2. To ask the Scottish Government how many prosecutions and convictions there have been for domestic and emotional abuse since 1 April 2019. (S5O-03884)

The Solicitor General (Alison Di Rollo):

From 1 April to 30 November this year, the Crown Office and Procurator Fiscal Service prosecuted 16,513 charges of domestic abuse, covering the full spectrum of offending, including physical, psychological and emotional abuse. Although most of the prosecutions are still going through the courts, 4,206 charges have resulted in conviction.

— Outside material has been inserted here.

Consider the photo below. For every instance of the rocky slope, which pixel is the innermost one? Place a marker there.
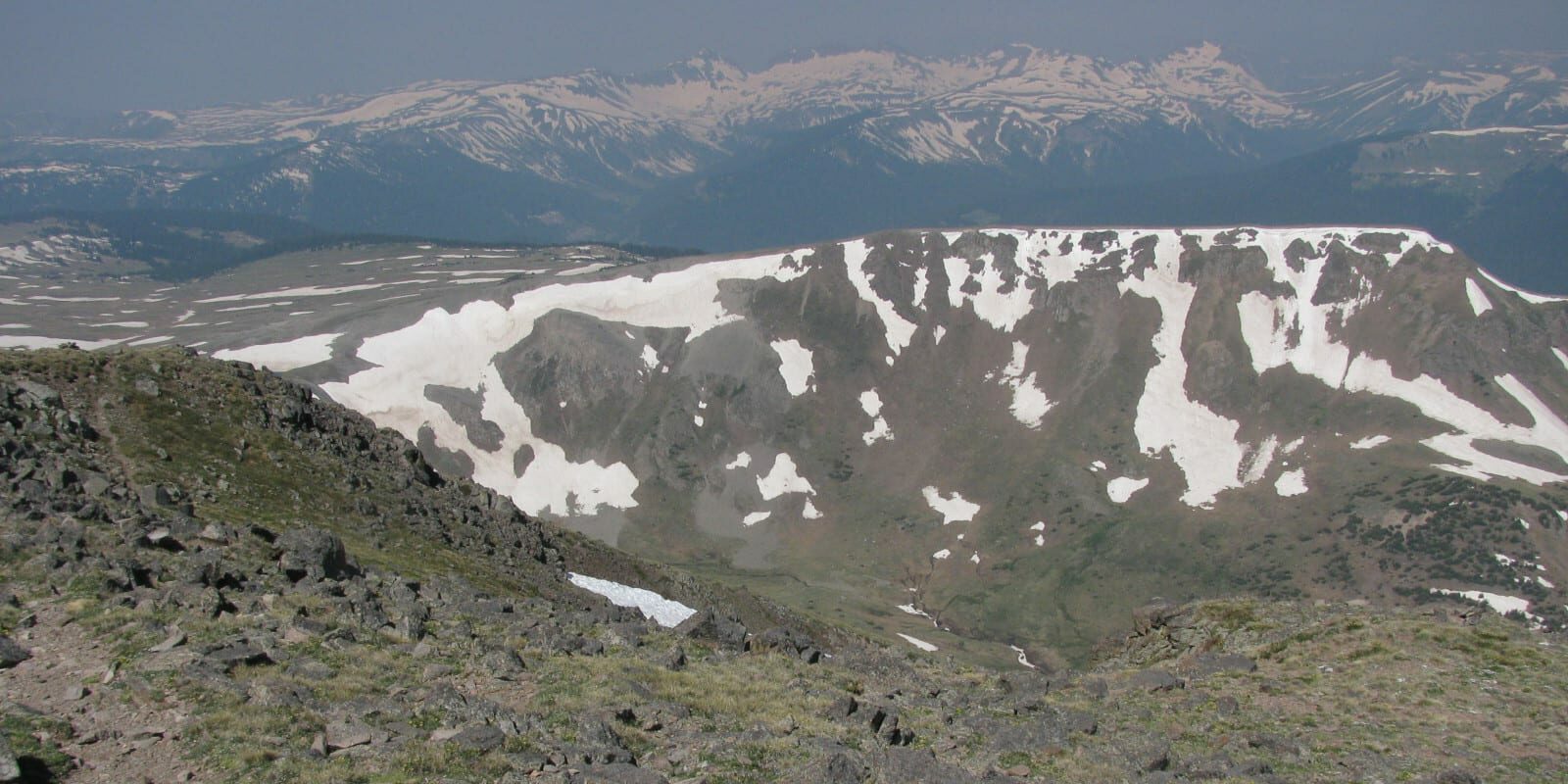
(972, 438)
(212, 576)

The figures include 539 charges that were prosecuted under the new Domestic Abuse (Scotland) Act 2018, with 101 of those charges resulting in conviction. That ground-breaking legislation enables the Crown to prosecute perpetrators of harmful coercive and controlling behaviours, making the true nature and extent of victims’ experiences of domestic abuse visible to the courts.

Photo of Richard Lyle Richard Lyle Scottish National Party

The recently published Scotland’s Domestic Abuse and Forced Marriage Helpline 2018-19 annual report makes for grim reading. There has been a 25 per cent increase in the volume of calls to the helpline

, which dealt with 3,191 contacts in 2018-19. Ninety-five per cent of the calls were from women who were seeking support for themselves and their children, who witnessed the abuse. What steps are we taking to ensure that the courts listen with compassion to abused women and their children?

The Solicitor General:

Richard Lyle raised a crucially important point. In what is undoubtedly a gendered crime, the lives of women and their children are blighted by domestic abuse. For too long, that has been hidden. The 2018 act is helping to change that.

I will say two things in response to the question. First, as Richard Lyle will have seen from the report that he referred to, most callers experience more than one form of domestic abuse; in fact, most contacts reported emotional abuse. The 2018 act has closed the gap in the law in relation to coercive and controlling behaviours that were not previously criminal. As such, our charges can now include emotional and psychological abuse that is designed to isolate, control, regulate, restrict freedom, punish, degrade and humiliate. That is the first, very important step towards ensuring that the courts listen to the whole real and unvarnished truth of the lived experience of victims of domestic abuse.

Secondly—and briefly—the act provides for a statutory aggravation where a child has been caught up in and affected by domestic abuse, and it places a duty on all courts to consider non-harassment orders in relation to victims and their children. Those provisions are intended to ensure that the court hears about the harm that is caused to children by domestic abuse and can reflect that when sentencing the perpetrator.